2. Three Jewish Male leads
– Hasdai Ibn Shaprut, who in fact was personal physician to, and diplomatic representative of, Caliph Abd ar-Rahman, and also was Nasi, i.e., the leader of the Jewish community in al-Andalus. In the story, he tries to be true to his love of medicine, to the Caliph, to the Jewish people, to his love, Lubama, and to whomever he meets — and otherwise be perfect. And his development beyond that, as his heart opens.
– Dunash ben Labrat, newly arrived from Baghdad, who in fact revolutionized Hebrew poetry by incorporating the meter, forms and broad subject matter of Arabic poetry.
– Moses ben Hanoch, Rabbi and Talmudic scholar in Baghdad, who in fact was captured at sea, ransomed by Hasdai and relocated to Córdoba, where he became Chief Rabbi.
3. Three Catholic Male leads
– Count Sunyer, who in fact was the ruler of what would become Barcelona/Catalonia and with Hasdai negotiated a peace treaty, and who in the story forms a friendship with Hasdai as the two negotiate that peace treaty.
– Bishop Racemundo (also known as Rabi ibn Zayd) who in fact was another adviser to the Caliph, and who in the story tries to do his best for his faith community, for the Caliph, and for his friend Hasdai.
– John of Gorze, who in fact was a diplomat from the Court of Otto I (later, Emperor of the Holy Roman Empire) and was detained in Córdoba, and who in the story does not know why he is in Córdoba yet sees miracles all around him there.
4. Three Female leads
– Wallada, who in fact was daughter to a Muslim ruler of al-Andalus and a very powerful and provocative woman, and who in the story is Abd ar-Rahman’s daughter, and sister to Hakam, and also a powerful and provocative force.
– Lubama, who in fact was the royal Library’s acquisitions expert as well as poet, copyist, mathematician and Hakam’s private secretary, and who in the story is in love with Hasdai and tries to protect what she loves, including Hasdai, Hakam and learning.
– Hrotsvitha, who in fact was a celebrated writer from Saxony whose writings are defamatory of Jews and Muslims, and who in the story comes to Córdoba to stir the Christian population to revolt and to gather information she can use to defame the Caliph and Muslim rule.

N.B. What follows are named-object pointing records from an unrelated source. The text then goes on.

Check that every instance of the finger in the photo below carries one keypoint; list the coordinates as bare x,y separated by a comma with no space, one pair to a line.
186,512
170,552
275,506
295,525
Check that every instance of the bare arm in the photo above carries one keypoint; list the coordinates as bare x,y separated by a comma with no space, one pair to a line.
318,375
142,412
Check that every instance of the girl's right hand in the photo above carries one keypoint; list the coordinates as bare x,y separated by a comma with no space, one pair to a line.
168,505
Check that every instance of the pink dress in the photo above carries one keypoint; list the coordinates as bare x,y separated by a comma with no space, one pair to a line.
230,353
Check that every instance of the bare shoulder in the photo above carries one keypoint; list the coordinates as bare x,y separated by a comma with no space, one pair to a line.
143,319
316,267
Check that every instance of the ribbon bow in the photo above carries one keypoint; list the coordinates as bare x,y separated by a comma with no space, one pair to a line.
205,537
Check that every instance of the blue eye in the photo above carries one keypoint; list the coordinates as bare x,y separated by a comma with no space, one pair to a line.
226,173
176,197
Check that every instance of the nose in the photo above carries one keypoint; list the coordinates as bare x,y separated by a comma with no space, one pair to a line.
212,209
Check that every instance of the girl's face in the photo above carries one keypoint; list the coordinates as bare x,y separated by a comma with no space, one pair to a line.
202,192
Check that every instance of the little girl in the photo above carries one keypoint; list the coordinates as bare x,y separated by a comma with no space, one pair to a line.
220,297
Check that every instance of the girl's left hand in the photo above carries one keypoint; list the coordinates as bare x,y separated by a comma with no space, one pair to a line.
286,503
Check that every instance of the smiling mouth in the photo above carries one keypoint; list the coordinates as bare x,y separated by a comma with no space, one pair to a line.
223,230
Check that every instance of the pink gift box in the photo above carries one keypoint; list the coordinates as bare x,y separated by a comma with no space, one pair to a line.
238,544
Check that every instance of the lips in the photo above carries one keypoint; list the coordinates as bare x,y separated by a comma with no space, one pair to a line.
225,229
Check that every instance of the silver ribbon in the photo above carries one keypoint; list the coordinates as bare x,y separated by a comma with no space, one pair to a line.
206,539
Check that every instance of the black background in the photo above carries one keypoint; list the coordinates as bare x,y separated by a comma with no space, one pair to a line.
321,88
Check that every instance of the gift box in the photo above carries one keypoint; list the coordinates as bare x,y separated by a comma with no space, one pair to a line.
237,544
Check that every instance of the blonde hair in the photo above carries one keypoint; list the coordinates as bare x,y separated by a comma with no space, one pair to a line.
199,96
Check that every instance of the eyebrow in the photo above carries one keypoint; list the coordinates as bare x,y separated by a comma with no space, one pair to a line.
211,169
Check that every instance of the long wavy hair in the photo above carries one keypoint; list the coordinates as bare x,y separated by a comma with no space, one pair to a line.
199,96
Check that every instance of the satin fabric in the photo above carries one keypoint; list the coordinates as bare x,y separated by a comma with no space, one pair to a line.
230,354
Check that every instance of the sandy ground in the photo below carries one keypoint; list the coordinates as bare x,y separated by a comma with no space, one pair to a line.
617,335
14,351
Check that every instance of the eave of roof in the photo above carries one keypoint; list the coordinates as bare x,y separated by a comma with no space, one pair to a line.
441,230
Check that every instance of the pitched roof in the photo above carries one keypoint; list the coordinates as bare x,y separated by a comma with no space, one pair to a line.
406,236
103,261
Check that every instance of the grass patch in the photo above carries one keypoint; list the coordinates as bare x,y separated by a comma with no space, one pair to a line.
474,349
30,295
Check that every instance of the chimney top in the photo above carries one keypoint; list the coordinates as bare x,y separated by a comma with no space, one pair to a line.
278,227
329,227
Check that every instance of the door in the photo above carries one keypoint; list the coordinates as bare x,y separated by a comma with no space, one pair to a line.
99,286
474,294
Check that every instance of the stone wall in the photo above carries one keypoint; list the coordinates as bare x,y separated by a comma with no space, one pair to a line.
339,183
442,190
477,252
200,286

Other Historical Characters
• Ibn Zaydun, real-life poet and lover of Wallada.
• Ibn Abdus, the Caliph’s Vizier, who in the story is jealous of Ibn Zaydun.
It is extremely unlikely that this script will make its way to your local theatre any time soon. But if it plays in your mind and moves you, it will be a success.
I include this script in this website because poetry is one of the principal themes of the script. Poetry was an important part of the culture of al-Andalus, and the script celebrates that. The script also concerns how Hebrew poetry blossomed in al-Andalus through the adoption of the meter, form and subject matter of Arabic poetry, which by the Tenth Century already had a rich history.